In case there was any risk of small girls missing the point, one of the stories -- The Princess and the Pea -- clarified that a true princess was so tender that she would feel a pea beneath twenty mattresses and be able to display her pedigree in the purple bruising brought by morning time. (Much to the prince's satisfaction.)

I loved those books. I pored over them for hours and traced the silken dresses and flowing locks with a finger, imagining how I would look in similar apparel. I didn't really clock the significance of the princesses' inaction. Eventually reading led me to more sophisticated tales, through Enid Blyton and C.S. Lewis to Jane Austen and the Bronte sisters and A.S. Byatt and Margarets Drabble and Atwood, and a world of heroines and women writers that took me far, far away from Snow White and Rose Red and Rapunzel.

Unless I went to the cinema, where the myth of the real princess still reigned. As an eleven-year-old I shifted with boredom through some of the male-populated blockbusters -- yawning and scratching at the endless men of the Star Wars franchises and pausing during the frantic plots of Back to the Future and Indiana Jones to wonder where the girls like me were. Women in those films were still there just to be kissed and rescued. They might get to throw the odd punch to make the chase more exciting, but eventually according to the rules they'd be caught -- twice, once by the man and then by his enemy, thus setting up a daring rescue mission for the film's hero. They might get the odd sassy line -- but too many wisecracks and their character would be downgraded to the frumpy tom-boy. After these films the playgrounds at school would be full of boys shouting and pretending to shoot and stab and brawl, while the girls stood around in gangs. (I went to the library.) These days the game seems largely unchanged except that the boys now come home and live out their version of the action on computer games, shooting and stabbing online (male) opponents. (Grace makes for her books and drawing paper.)

In between time, 'princess' has become a derogatory word. Alongside the fluttering eyelashes and belling skirts of story heroines -- and their modern-day spin-off, those cringe-inducing Disney characters and costumes for little girls -- it now means a woman who is hard work. A woman who is spoiled, vain and self-centred.

Who would want to be a princess? I find myself wondering, and I keep them well away from my tiny girl, my flaxen-haired three-year-old baby Betty, whose sneakers are perpetually filthy and who can load her big brothers' Nerf guns (tongue sticking out, one eye shut as she sights the barrel) in seconds. (There is another post here on girls and guns, but that's one for next time.)

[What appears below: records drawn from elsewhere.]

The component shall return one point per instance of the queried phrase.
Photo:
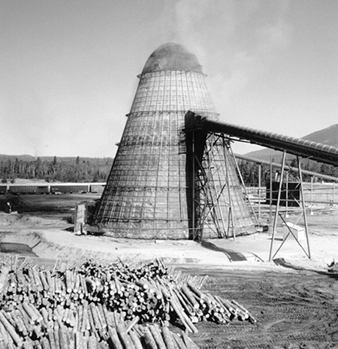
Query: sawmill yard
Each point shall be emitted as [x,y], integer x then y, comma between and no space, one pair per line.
[293,299]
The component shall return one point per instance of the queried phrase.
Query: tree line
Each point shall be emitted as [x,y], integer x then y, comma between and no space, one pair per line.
[56,169]
[250,173]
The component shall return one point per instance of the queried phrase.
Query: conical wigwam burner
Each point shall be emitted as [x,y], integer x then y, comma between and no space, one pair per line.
[147,192]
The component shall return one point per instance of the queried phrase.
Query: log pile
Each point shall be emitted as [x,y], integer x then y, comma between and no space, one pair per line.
[99,305]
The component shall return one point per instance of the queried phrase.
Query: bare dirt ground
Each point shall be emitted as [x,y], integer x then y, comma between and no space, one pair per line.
[293,298]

Then last week Grace and I went to see Snow White and the Huntsman. Grace started the film curled sideways in the seat beside me, head under my arm, her fingers laced in mine, as she anticipated alongside the excitement of seeing the film, some anxiety about loud noises and bloody fight scenes. As the film unravelled, so she also unfurled, gradually straightening, unlinking from me and sitting ramrod upright, her face lit by the glow from the screen, eyes and mouth open wide as though she would drink it in if she could. The princess in this film is indeed beautiful and good (tick, and tick) but she is also strong and bold and ferocious in armour, beneath fluttering pennant. In one scene, she gallops along in slow-motion, at the head of an army, her sword at the ready, determination for vengeance in her eyes.

At this point Grace turned to me and said breathlessly: "That's a real princess, Mummy! Not like those rubbish stories!"

And suddenly the penny dropped. All those boys fighting and playing and shouting and dreaming of battles and winning. What fun! Where were those films for us women when we were growing up? Where were the films where the heroine was a depiction of the character you'd like to be? Where were the films that held possibilities, dreams and ambitions for you? As I watched Grace and watched the film I felt goosebumps. To see her connect with a woman who inspired her in this way was electric. I never thought I'd say it but: thank God for this Snow White. (And, frankly, also for the film's Wicked Queen, whose assault on the Kingdom is the vengeance of a woman who has been told that beauty alone is what gives her her worth and thus plots revenge on the world that created her.)

I watched the credits roll and thought that perhaps it was ok to let my daughter play at being a princess again.

Be good, and be brave, and let it be your armour, I told her silently.

We emerged from the cinema to find that a storm had broken. Outside, the skies swirled with black clouds and rain teemed down. Grace and I looked at the huge, heavy drops and then at each other. We grinned. Then we opened the doors, and ran out, whooping.